A entrega de 26 certidões de óbito retificadas marcou um dos momentos mais emblemáticos do 2º Encontro Nacional de Familiares de Pessoas Mortas e Desaparecidas Políticas (Enafam), realizado nesta semana em Brasília. Entre elas está a de Ezequias Bezerra da Rocha, geólogo paraibano morto sob tortura pela Ditadura Militar, em 1972, no Recife (PE).
O gesto, classificado por familiares como um ato de memória e justiça, integra a retomada das ações da Comissão Especial sobre Mortos e Desaparecidos Políticos (CEMDP), que completa 30 anos em 2025. Nos últimos meses, a Comissão intensificou buscas, análises documentais e correções de registros oficiais, consolidando avanços na política de memória.
Embora a certidão tenha sido oficialmente retificada em Brasília, a família de Ezequias optou por não recebê-la no evento.
“Preferimos que o documento seja entregue em Recife, onde ele foi assassinado. É um gesto simbólico e uma forma de honrar meu tio Edinaldo, que dedicou décadas à busca por verdade”, afirmou Fernanda Rocha, sobrinha de Ezequias.
Natural de João Pessoa, Ezequias era formado em Geologia pela UFPE e havia sido aceito para o mestrado em Geofísica na UFBA. Casado há apenas um ano com Guilhermina Bezerra da Rocha, planejava seguir carreira acadêmica na Europa Oriental. Os relatos preservados por familiares o descrevem como um jovem de forte compromisso com a democracia e com a educação como ferramenta de transformação social.
A vida promissora, porém, foi interrompida quando ele desapareceu em 11 de março de 1972. Detido pelo DOI do IV Exército, órgão central da repressão, Ezequias foi submetido a torturas extremas antes de ser morto. Laudos médicos confirmam agressões graves, classificadas por pesquisadores como uma das mais brutais registradas no Nordeste.
Guilhermina também foi presa na mesma operação e tornou-se testemunha das violências sofridas pelo marido. Ela morreria cinco anos depois, em 1977, em um acidente de trânsito em Teresina (PI), episódio que a família considera envolto em dúvidas até hoje.
A história do casal não desapareceu com as décadas. Foi preservada por Bento Bezerra, sobrinho de Guilhermina, e transmitida silenciosamente entre familiares — silêncio que Fernanda decidiu transformar em ação.

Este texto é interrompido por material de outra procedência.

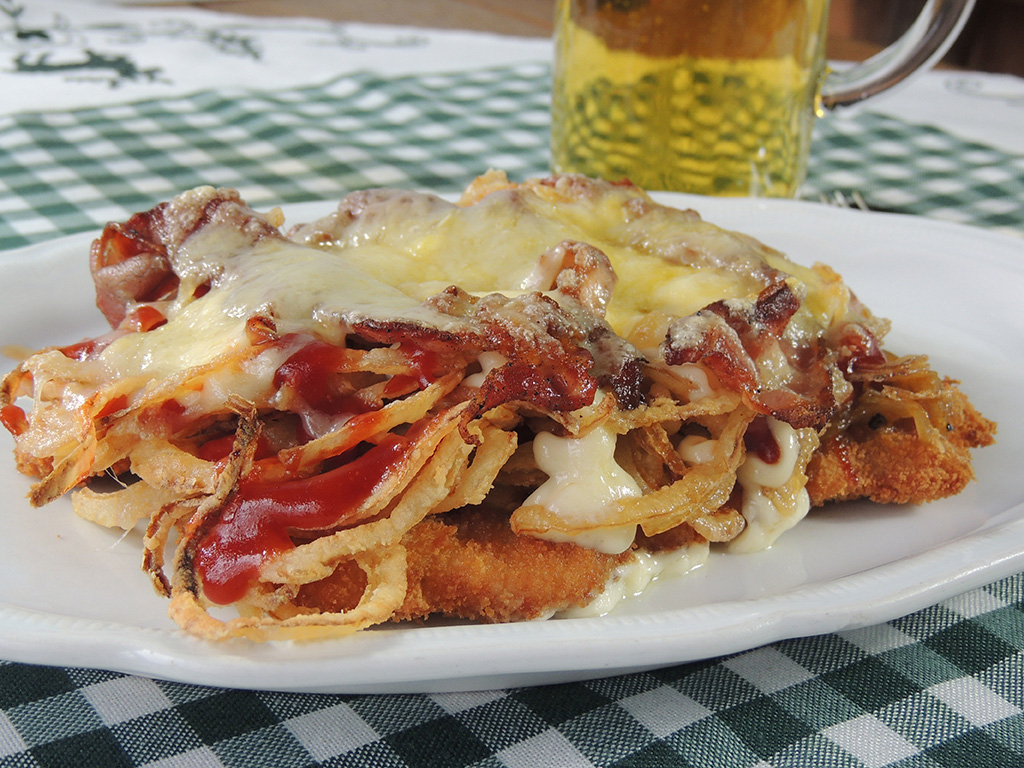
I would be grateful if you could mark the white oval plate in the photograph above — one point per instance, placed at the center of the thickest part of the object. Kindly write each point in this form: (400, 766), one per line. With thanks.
(73, 594)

“Meu pai sempre dizia que não existe reparação capaz de compensar a perda de um familiar. Cresci ouvindo fragmentos dessa história e, quando adulta, entendi a dimensão dessa dor. A Comissão fala em 434 mortos e desaparecidos, mas sabemos que o número é maior e que ninguém foi responsabilizado”, afirma Fernanda.
Ela defende a revisão da Lei de Anistia como etapa essencial para a responsabilização de agentes da repressão.
Durante o Enafam, familiares circularam pelos corredores do Ministério dos Direitos Humanos e da Cidadania carregando retratos, memórias e cicatrizes que atravessam gerações. O encontro reuniu pais, filhos, irmãos e netos em uma programação de escutas, apresentações de balanço, homenagens e formulação coletiva de ações para o próximo ano.
Nos relatos apresentados, destacou-se o papel fundamental da Arqueologia e da Antropologia Forense, áreas essenciais para a identificação de restos mortais ainda não localizados após mais de cinco décadas.
Além das entregas em Brasília, outras 63 certidões foram corrigidas em Minas Gerais e 102 em São Paulo em 2025, reforçando o compromisso de reconstruir a verdade histórica.